28 October 2008 – A news report published this week warns that South African’s may experience more blackouts if surmours are correct that Eskom plans to do repairs and maintenance on two of its power stations before the end of 2008.

According to Philip Hampton, chief technology officer at Powermode, a power management company, Eskom is operating at less than 6% reserve capacity and closure of even one, let alone two power stations could force consumers to “return to the dark days of rolling blackouts that characterised the first quarter of 2008”.

“The market is aware that Eskom is doing its best to re-activate mothballed power stations, but with all its current stations working flat-out, at 90%-plus capacity, wear and tear is inevitable and maintenance unavoidable,” he says.

In addition, report have surface that Brigitte Mabandla, the new public enterprises minister, may reveiew the US$31 billion budget that Eskom needs to raise the funds for its expansion programme.
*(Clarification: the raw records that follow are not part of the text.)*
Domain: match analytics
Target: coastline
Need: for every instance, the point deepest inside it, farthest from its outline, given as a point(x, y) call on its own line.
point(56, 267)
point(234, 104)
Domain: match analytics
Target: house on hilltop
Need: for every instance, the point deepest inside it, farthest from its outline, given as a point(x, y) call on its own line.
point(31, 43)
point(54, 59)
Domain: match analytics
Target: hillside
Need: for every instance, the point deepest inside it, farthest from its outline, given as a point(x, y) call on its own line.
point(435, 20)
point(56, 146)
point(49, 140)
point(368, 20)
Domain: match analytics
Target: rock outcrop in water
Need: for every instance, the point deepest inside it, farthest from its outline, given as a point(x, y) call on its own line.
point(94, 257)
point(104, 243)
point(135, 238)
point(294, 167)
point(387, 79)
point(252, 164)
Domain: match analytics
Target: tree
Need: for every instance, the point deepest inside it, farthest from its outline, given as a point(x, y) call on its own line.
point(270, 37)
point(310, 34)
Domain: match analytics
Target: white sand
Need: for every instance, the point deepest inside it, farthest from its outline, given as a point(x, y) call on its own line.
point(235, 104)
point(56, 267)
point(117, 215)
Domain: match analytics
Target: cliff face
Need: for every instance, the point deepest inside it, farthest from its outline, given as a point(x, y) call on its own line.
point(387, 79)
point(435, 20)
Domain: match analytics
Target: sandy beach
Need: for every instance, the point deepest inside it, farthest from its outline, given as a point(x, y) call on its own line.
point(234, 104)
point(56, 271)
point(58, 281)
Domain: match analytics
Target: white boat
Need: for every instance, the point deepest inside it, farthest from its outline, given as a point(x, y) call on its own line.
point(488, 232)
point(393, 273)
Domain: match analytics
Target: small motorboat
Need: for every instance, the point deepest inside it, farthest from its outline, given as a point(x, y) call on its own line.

“More significantly, the recent resignation of Eskom’s finance director Bongani Nqwababa has been linked to his failure to attract investment to keep the programme going,” Hampton adds.

Hampton is encouraging end users to reassess their power usage and power supplies nad make necessary contingency plans .

“This is particularly relevant as Eskom is intent on badgering consumers to reduce consumption by 10% based on the last 12 months’ usage. Perhaps they don’t realise that this is generally an already low figure as companies began introducing power saving programmes with the load shedding that occurred in the first quarter of 2008

“Eskom’s plan to penalise companies that do not comply appears to be extortionary,” he adds.